Investidores externos terão até 5 de setembro para aderir à oferta pública para aquisição de créditos do banco com deságio menor

CYNTHIA DECLOEDT , O Estado de S.Paulo

30 de agosto de 2012 | 03h08

O Fundo Garantidor de Créditos (FGC) estendeu até 5 de setembro a data limite para adesão, com menor deságio, à oferta pública para aquisição de créditos contra o Banco Cruzeiro do Sul. Na terça-feira, encerrou-se o primeiro prazo para que os credores externos manifestassem intenção de venda dos bônus.

O desconto médio oferecido pelos papéis é de 49,1%, mas quem aderisse até anteontem garantia um prêmio de 5 pontos porcentuais. Agora, esse prêmio vale até a próxima quarta-feira. A extensão da data limite levou em consideração o número de ofertas que o FGC recebeu de investidores que não puderam cumprir os respectivos prazos originais de adesão antecipada. Todos os demais prazos e datas estabelecidos para as respectivas ofertas permanecem inalterados, informou o FGC.

Ontem de manhã, o FGC comunicou o mercado sobre o resultado da primeira fase. O Fundo informou que não alcançou os 90% de adesão necessários para evitar a liquidação do banco. No entanto, cálculos feitos por especialistas do mercado indicaram que a primeira fase da operação já garantiu ao menos 50% de adesão entre os credores externos. A data limite para a oferta é 12 de setembro.

Para alguns especialistas, o resultado foi bom. "O mercado foi melhor do que se esperava", disse o diretor da corretora TradeWire em Miami, Carlos Gribel. Ele aposta que a adesão geral está em torno de 75%. "Se para os bônus com vencimento em 2015 e 2016 a adesão foi de 75%, certamente a dos bônus 2020, que é uma dívida subordinada, superou os mais de 50% informados pelo FGC", disse.

Recompra. Segundo o FGC, a adesão para os bônus com vencimento em 2015 e 2016 havia ultrapassado 75% e a adesão para os bônus com vencimento em 2020 superou 50%. O fato de mais de 75% dos credores terem aceitado vender os bônus 2015 e 2016 implicará o direito ao FGC de adquirir os 25% restantes.

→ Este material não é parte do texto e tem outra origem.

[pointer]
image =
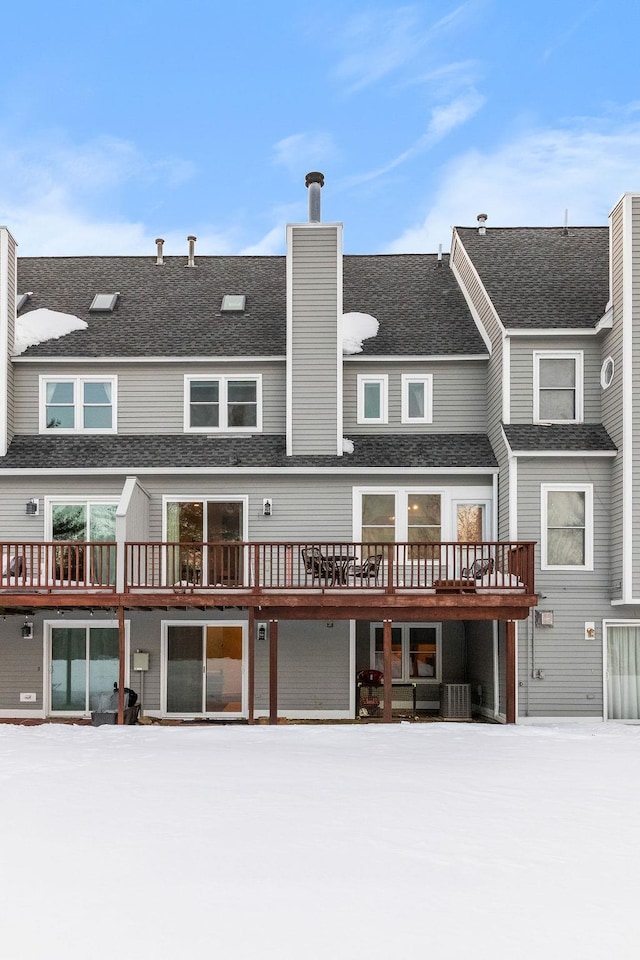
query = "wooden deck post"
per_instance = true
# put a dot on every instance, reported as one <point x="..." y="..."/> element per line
<point x="121" y="656"/>
<point x="251" y="665"/>
<point x="511" y="670"/>
<point x="386" y="656"/>
<point x="273" y="671"/>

Portanto, o FGC já garantiu a recompra do total de US$ 250 milhões dos bônus com vencimento em 2015 e o total de US$ 400 milhões dos bônus com vencimento em 2016; e pelo menos metade (US$ 200 milhões) dos bônus com vencimento em 2020. A soma dos três montantes, US$ 850 milhões, equivale a 54% do total de US$ 1,575 bilhão em bônus do Cruzeiro do Sul que estão no mercado.

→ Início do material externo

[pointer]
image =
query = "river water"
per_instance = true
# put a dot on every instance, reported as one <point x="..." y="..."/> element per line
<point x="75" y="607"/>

Para Gribel, além de uma potencial dificuldade para encontrar os credores que ainda não se manifestaram, pode haver resistência de detentores dos bônus com vencimento no dia 17 de setembro próximo. Segundo ele, esses bônus vencem dentro do prazo de 180 dias inicialmente estipulado no processo de administração temporária do Cruzeiro do Sul, e parte desses investidores não considera que tenham de vendê-los com deságio.

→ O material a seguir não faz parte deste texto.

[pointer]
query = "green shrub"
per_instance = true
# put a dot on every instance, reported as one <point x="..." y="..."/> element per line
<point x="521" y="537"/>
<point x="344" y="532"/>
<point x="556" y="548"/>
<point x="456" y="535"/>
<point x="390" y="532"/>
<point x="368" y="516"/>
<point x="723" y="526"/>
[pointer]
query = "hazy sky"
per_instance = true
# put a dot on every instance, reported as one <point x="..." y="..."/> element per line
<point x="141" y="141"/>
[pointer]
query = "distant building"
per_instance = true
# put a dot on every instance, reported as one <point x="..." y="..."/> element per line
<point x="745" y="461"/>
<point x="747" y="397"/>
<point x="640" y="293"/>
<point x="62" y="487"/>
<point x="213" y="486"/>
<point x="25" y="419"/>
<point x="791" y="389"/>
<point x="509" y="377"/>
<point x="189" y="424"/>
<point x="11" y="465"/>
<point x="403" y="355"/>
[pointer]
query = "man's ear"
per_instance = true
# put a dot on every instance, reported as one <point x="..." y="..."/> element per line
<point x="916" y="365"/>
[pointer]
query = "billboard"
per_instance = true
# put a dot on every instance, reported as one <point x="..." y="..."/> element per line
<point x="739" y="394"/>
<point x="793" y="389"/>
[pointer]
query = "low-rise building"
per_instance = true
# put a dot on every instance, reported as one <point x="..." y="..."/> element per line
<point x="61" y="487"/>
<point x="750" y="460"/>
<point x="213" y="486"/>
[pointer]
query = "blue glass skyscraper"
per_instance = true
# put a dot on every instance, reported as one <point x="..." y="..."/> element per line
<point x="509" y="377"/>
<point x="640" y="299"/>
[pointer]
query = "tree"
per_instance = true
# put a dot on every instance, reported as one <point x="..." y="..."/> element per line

"Esses credores acham que deveriam receber o total, porque o FGC argumentou que iria honrar os compromissos dentro de tal prazo", disse. Ao mesmo tempo, ele ponderou que há apenas US$ 175 milhões de tais papéis em circulação, ou seja, se todos os demais aderirem e 80% dos credores dos bônus de 2020 se negarem a fazê-lo, o FGC teria garantido os 90% de adesão.